The Ceylon Electricity Board Engineers’ Union (CEBEU) has already raised objections regarding the Finance Ministry’s appointment of a technical committee to negotiate NFE’s unsolicited proposal–a move which is at odds with the Power Ministry and the CEB. The two institutions have initiated a separate competitive bidding process to procure LNG for existing and future power plants around Colombo.
However, independent analysts familiar with the NFE offer and price details of the CEB’s tender say the former appears more beneficial to the Government and the utility. The quantities proposed by NFE are for three power plants–only one exists at present while the second must be operational by year I and the third by year II.
CEB sources opposed to the NFE deal pointed out that, under the Government’s policy of meeting 70 percent of Sri Lanka’s power needs via renewable energy by 2030, the utility dropped eight LNG plants from its next long-term generation plan.
“When a lot of renewable energy is connected to the system, the plant factor of the remaining LNG plants will be in the range of 20 to 30 percent, which is low usage,” they said. “But the Finance Ministry is going to sign a take-or-pay contract for a large quantity of LNG disregarding the fact that the requirement will be much less with more renewables. Hence, Sri Lanka will have to pay for the total quantity for the next five to ten years.”

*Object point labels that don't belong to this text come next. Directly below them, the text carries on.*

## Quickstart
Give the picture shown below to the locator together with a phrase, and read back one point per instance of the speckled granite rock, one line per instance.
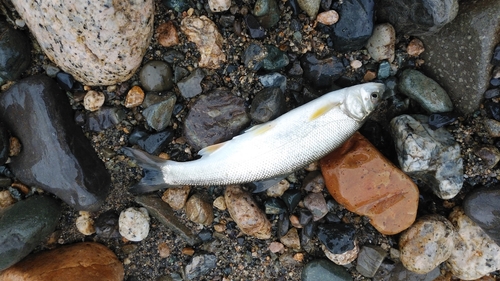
(465, 43)
(98, 42)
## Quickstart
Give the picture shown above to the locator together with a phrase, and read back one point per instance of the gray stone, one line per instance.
(431, 157)
(467, 43)
(425, 91)
(73, 36)
(24, 225)
(417, 17)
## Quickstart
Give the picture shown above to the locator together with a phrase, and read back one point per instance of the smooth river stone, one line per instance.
(76, 262)
(56, 155)
(98, 42)
(359, 177)
(24, 225)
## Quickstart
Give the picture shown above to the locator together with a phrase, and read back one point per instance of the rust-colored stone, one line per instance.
(359, 177)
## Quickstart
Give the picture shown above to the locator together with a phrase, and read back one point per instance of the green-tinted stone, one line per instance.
(24, 225)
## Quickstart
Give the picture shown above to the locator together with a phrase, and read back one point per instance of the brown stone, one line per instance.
(359, 177)
(77, 262)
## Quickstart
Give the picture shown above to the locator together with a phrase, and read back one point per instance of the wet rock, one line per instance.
(324, 270)
(158, 115)
(369, 260)
(431, 156)
(214, 118)
(106, 225)
(156, 76)
(321, 73)
(163, 213)
(245, 212)
(200, 264)
(71, 36)
(15, 53)
(475, 254)
(176, 197)
(199, 211)
(87, 260)
(204, 33)
(382, 43)
(426, 244)
(365, 182)
(53, 142)
(268, 104)
(419, 17)
(24, 225)
(476, 30)
(134, 224)
(191, 85)
(425, 91)
(481, 206)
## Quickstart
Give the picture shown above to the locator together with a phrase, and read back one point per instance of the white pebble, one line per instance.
(134, 224)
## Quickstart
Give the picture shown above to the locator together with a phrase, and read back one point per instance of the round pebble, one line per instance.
(134, 224)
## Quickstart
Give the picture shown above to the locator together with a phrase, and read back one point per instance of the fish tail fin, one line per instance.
(152, 179)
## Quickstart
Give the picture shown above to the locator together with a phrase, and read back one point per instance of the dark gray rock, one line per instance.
(417, 17)
(467, 43)
(24, 225)
(56, 155)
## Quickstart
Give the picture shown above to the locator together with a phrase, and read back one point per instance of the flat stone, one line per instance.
(71, 34)
(24, 225)
(465, 43)
(81, 261)
(366, 183)
(56, 155)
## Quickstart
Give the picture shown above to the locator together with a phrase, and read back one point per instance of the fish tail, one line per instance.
(152, 179)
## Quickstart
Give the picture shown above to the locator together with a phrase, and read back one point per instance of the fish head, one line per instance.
(363, 99)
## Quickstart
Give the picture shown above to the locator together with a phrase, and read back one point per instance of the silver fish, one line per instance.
(278, 147)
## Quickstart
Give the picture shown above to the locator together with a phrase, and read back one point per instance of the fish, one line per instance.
(270, 150)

The deal also includes the purchase of 40 percent of shares of West Coast Power by NFE for a sum of US$ 250mn. The Kerawalapitiya-based company is owned by Lanka Transformers Limited (LTL), a subsidiary of the Ceylon Electricity Board (CEB), and manages the Yugadhanvi diesel plant. The Finance Ministry–which floated the proposal to sell the shares–is keen to finalise this to ease depleted foreign reserves and the dollar crisis.